Note: We can also use below command to verify network performance.
# sar -n DEV 1
# sar -n TCP,ETCP 1
Note: Some usefull reference for Network performance debugging: How can I tune the TCP Socket Buffers: https://access.redhat.com/solutions/369563 & How to begin Network performance debugging: https://access.redhat.com/articles/1311173
Conclution, all the above tools will give a bunch of data that need to be analyzed. But the collecting date could be historical data or point in time data.

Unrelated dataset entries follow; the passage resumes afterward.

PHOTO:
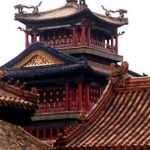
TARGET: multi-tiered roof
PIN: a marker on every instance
(120, 119)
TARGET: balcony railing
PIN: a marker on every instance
(68, 43)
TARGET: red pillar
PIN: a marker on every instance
(37, 133)
(116, 47)
(112, 43)
(51, 133)
(34, 37)
(83, 35)
(26, 39)
(30, 131)
(88, 97)
(58, 131)
(73, 36)
(89, 35)
(79, 95)
(66, 96)
(41, 38)
(44, 133)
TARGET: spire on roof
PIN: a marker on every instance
(72, 1)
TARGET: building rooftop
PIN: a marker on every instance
(120, 119)
(70, 10)
(13, 137)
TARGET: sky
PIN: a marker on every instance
(133, 45)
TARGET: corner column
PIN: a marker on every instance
(112, 43)
(80, 95)
(34, 37)
(26, 39)
(87, 97)
(67, 96)
(116, 46)
(89, 35)
(83, 35)
(73, 36)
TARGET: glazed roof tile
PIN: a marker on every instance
(36, 46)
(120, 119)
(15, 97)
(13, 137)
(69, 11)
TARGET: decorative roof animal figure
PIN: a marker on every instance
(20, 8)
(120, 11)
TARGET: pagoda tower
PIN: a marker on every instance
(67, 57)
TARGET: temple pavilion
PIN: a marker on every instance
(66, 59)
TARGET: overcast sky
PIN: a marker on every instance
(133, 45)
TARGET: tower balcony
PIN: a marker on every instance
(68, 42)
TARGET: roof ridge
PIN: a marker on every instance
(63, 56)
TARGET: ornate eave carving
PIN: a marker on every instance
(118, 76)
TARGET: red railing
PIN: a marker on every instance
(51, 107)
(68, 43)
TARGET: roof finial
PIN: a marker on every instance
(72, 1)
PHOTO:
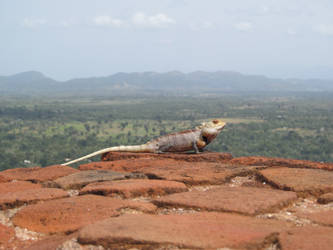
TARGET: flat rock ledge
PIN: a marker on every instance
(169, 201)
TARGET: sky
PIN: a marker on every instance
(67, 39)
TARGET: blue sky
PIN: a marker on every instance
(81, 38)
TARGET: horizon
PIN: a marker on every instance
(67, 40)
(165, 72)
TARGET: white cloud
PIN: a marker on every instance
(291, 32)
(324, 29)
(243, 26)
(158, 20)
(107, 21)
(205, 25)
(33, 22)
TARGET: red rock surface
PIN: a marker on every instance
(307, 238)
(252, 208)
(320, 217)
(37, 174)
(53, 242)
(191, 157)
(245, 200)
(16, 186)
(198, 230)
(192, 173)
(6, 235)
(326, 198)
(134, 188)
(69, 214)
(80, 179)
(303, 181)
(10, 200)
(273, 161)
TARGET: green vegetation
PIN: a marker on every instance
(46, 131)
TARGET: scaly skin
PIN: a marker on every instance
(194, 139)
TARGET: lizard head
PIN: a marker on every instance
(211, 129)
(216, 124)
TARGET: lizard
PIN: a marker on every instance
(193, 139)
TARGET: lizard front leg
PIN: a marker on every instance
(195, 147)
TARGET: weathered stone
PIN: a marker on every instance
(303, 181)
(15, 186)
(38, 174)
(82, 178)
(10, 200)
(190, 157)
(273, 161)
(53, 242)
(320, 217)
(325, 198)
(6, 236)
(69, 214)
(134, 188)
(3, 179)
(198, 230)
(188, 172)
(307, 238)
(244, 200)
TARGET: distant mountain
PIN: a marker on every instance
(33, 82)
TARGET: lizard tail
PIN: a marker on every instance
(136, 148)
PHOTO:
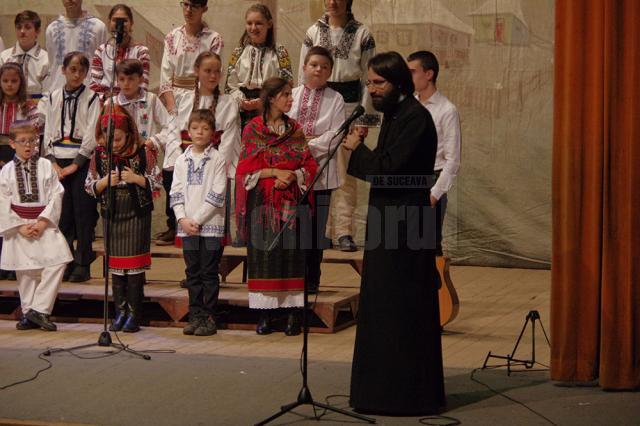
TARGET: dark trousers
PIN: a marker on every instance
(167, 180)
(202, 258)
(79, 215)
(313, 255)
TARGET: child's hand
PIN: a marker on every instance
(190, 226)
(69, 170)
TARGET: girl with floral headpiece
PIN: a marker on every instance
(134, 177)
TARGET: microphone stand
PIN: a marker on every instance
(304, 396)
(104, 340)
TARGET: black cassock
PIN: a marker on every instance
(397, 361)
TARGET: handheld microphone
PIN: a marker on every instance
(119, 29)
(354, 115)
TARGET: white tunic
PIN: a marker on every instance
(153, 121)
(180, 53)
(71, 139)
(445, 117)
(102, 65)
(198, 191)
(320, 112)
(65, 35)
(18, 252)
(227, 120)
(351, 48)
(244, 72)
(35, 65)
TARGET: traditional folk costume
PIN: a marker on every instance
(445, 117)
(351, 48)
(35, 66)
(276, 277)
(198, 192)
(29, 190)
(249, 67)
(129, 220)
(320, 112)
(397, 361)
(69, 138)
(66, 35)
(102, 65)
(180, 52)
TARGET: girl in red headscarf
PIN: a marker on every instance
(134, 178)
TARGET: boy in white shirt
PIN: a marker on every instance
(198, 200)
(30, 206)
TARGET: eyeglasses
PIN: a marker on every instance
(25, 142)
(377, 84)
(187, 5)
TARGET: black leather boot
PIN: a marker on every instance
(135, 294)
(118, 288)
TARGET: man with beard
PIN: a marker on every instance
(397, 362)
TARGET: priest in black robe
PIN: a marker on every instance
(397, 362)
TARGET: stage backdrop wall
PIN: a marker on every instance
(496, 66)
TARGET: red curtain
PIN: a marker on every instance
(595, 296)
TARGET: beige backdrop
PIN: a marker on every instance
(496, 66)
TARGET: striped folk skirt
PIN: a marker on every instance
(130, 238)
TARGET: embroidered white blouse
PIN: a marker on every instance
(320, 112)
(44, 187)
(198, 191)
(227, 121)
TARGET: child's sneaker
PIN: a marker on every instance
(207, 328)
(193, 325)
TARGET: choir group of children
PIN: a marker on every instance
(59, 106)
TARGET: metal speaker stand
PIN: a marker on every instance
(511, 359)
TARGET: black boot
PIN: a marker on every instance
(264, 323)
(293, 323)
(135, 294)
(118, 287)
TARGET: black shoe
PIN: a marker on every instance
(293, 324)
(345, 243)
(207, 328)
(25, 324)
(193, 325)
(80, 274)
(264, 324)
(42, 320)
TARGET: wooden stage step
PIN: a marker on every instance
(166, 304)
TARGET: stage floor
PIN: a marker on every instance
(238, 377)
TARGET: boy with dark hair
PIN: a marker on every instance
(30, 207)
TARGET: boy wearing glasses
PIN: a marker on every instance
(30, 206)
(177, 76)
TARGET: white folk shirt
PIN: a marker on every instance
(102, 65)
(35, 65)
(351, 48)
(445, 117)
(227, 121)
(198, 191)
(180, 53)
(153, 121)
(20, 253)
(320, 112)
(70, 126)
(65, 35)
(251, 66)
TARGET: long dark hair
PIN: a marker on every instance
(392, 67)
(270, 89)
(216, 93)
(22, 90)
(266, 14)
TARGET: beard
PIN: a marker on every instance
(387, 101)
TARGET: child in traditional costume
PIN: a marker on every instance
(30, 206)
(198, 196)
(134, 177)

Point in time data is good for analyzing issues that are ongoing in the system.
historical data will be collected periodically in the background and can analyze issues that happened based on timestamp assumption.
We can configure sar (by default in REL8), or nmon and any other tools in the background to collect performance data and store in a location. For example: sar command will store data in binary format under the “/var/log/sa”.
Next action plan will be the tuning after analyzing performance data and the suspected bottleneck.